“Firms will continue to regard CX as a collection of continuous improvement projects until they see an irrefutable, directly attributable connection to returns.” – Forrester, Hardwire Customer Experience 2018
This is the challenge that every CX leader needs to overcome. In order to prove their value to the company, secure the budget and buy-in they need to make changes, CX leaders must demonstrate an “irrefutable” connection to business metrics. This requires a massive sea change in the metrics and strategy the profession is currently using to measure their success.
But the good news is, as Tom Mouhsain says in the Forrester report cited above, “there is sufficient auditable evidence to link CX to all of the major financial performance drivers that determine profit — and ultimately to the return on shareholder equity.”

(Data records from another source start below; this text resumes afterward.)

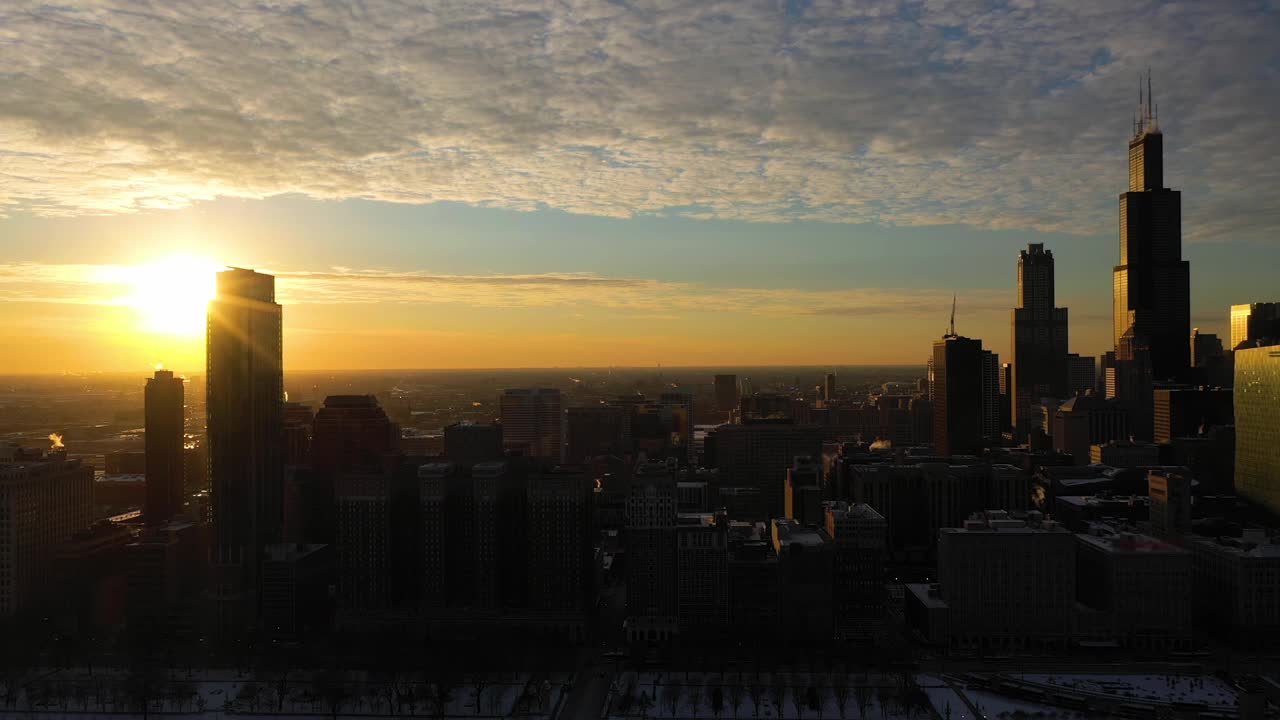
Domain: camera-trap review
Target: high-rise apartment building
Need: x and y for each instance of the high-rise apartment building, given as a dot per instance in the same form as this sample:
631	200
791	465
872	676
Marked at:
859	536
1134	591
44	502
351	432
652	592
594	431
164	447
726	393
558	511
1009	582
991	414
245	400
1257	415
1255	322
533	419
472	442
702	565
1040	338
1086	420
1170	504
758	454
1189	411
1152	282
1082	374
958	395
805	573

It’s a big challenge, but with the right strategy, and the right data collection abilities, it’s no longer insurmountable. CX can be tied to the financial goals of your business.NPS can’t be your North Star
Traditional CX metrics like customer satisfaction, customer effort and NPS are not directly tied to making money moves. While these metrics can help CX and marketing teams tell descriptive stories about the state of the customer’s experience, they aren’t credible when it comes to making business decisions.

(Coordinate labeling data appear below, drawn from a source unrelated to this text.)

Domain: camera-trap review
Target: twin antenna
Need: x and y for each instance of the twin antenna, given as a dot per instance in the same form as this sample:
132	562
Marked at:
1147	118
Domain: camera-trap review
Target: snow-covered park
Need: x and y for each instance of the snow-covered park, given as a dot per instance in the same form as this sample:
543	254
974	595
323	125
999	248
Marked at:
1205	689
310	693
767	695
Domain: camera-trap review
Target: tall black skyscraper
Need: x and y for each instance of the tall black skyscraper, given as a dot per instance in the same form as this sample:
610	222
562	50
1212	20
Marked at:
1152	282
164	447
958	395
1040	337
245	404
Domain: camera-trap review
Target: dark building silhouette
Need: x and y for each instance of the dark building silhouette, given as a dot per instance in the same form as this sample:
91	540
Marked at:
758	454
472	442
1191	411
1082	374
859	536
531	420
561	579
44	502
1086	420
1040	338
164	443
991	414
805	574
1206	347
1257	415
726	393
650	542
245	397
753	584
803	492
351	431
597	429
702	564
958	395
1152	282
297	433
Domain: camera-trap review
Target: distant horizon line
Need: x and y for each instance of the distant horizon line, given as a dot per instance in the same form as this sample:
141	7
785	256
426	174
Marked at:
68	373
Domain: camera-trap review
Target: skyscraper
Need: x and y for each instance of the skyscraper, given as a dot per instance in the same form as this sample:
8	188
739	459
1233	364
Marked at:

NPS was always meant to be a proxy for true customer loyalty, because we didn’t have the means to measure it before. But we’ve gotten into the habit of continually trying to improve NPS without actually asking why. Does it actually move the needle? At what point does increasing NPS have decreasing returns?
Instead of simply continuing to improve NPS, CX pros need to expand their dashboard to include financially meaningful metrics that speak directly to their impact on the balance sheet and P&L. When that happens, CX teams will be keen to talk finances, while the CFO becomes an advocate for CX due to the financial success they are driving.